Melhor se for pago – Em primeiro lugar, a notável diferença psicológica entre a categoria do trabalho remunerado e a do trabalho não remunerado (pode parecer óbvia, e provavelmente é.
As mulheres precisam de mais trabalho – O grau de satisfação e auto-estima nos homens aumenta em 30% com 8 horas de trabalho remunerado por semana. As mulheres precisam de uma cota de pelo menos 20 horas para atingir os mesmos níveis: maior resistência ao trabalho, maior necessidade de reconhecimento ou ambos?
Trabalho que muda, sociedade que muda
A equipe explorou diferentes configurações de “modelos de trabalho” que poderiam caracterizar o nosso futuro. Foram revistos “fins de semana de 5 dias” com apenas dois dias de trabalho por semana, semanas normais de trabalho mas com 2 horas de trabalho por dia. Um dos modelos analisados prevê dois meses de férias para cada mês de trabalho.
Dr. Burchell não tem dúvidas sobre isso, traçando uma previsão de seu estudo: “Se o modelo de crescimento inglês pretende aumentar a produtividade não através do aumento dos salários, mas sim da redução das horas de trabalho, em apenas 10 anos chegaremos a uma semana de trabalho de 4 dias”.
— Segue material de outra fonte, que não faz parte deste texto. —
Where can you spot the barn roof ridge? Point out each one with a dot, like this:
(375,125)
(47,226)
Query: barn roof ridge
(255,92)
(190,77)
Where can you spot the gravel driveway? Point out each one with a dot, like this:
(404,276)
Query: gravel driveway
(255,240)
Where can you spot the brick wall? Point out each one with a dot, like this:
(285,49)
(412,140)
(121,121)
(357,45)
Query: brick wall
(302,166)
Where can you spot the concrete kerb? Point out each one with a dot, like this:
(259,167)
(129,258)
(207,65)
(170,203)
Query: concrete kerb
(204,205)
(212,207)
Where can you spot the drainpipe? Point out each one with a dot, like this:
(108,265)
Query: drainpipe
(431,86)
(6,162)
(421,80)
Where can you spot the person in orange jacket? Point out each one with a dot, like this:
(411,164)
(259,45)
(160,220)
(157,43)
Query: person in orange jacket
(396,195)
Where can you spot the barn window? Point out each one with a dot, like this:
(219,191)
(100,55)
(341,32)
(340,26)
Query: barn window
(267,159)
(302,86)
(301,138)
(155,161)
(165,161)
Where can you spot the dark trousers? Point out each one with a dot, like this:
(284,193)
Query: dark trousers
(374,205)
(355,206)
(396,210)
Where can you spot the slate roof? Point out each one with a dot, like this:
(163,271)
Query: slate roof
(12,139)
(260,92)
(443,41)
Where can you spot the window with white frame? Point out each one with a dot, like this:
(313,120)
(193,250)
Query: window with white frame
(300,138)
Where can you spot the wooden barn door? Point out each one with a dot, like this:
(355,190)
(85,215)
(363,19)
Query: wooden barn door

Qualquer que seja o próximo modelo, a redução e a redistribuição das horas de trabalho também poderão trazer enormes benefícios “indirectos” para a sociedade. O novo equilíbrio entre vida pessoal e profissional, mais orientado para o estilo de vida, proporcionaria outras percepções criativas e de bem-estar pessoal. Melhoraria a produtividade e, embora menor, essas horas seriam mais densas. As emissões de CO2 também seriam reduzidas devido aos diferentes fluxos de transporte. Acima de tudo, porém, a equipe destaca a necessidade de reduzir o trabalho futuro para todos. Seria uma medida absoluta para evitar desigualdades socioeconómicas.
“O modelo tradicional baseado em pelo menos 40 horas de trabalho semanais nunca considerou uma questão simples: qual é a quantidade saudável de trabalho que podemos fazer? Qual é o valor além do qual ele deixa de fazer o bem e começa a prejudicar as pessoas? Trabalhar em pequenas doses proporciona o mesmo nível de satisfação, ou maior, com zero risco à nossa saúde física e mental”, acrescenta o sociólogo Senhu Wang da Universidade de Cambridge, outro dos autores.
“No entanto, a qualidade do trabalho futuro continuará a ser crucial. Empregos degradantes, precários ou irregulares, com trabalhadores degradados ou desprezados, só trazem desconforto e o farão ainda mais amanhã.”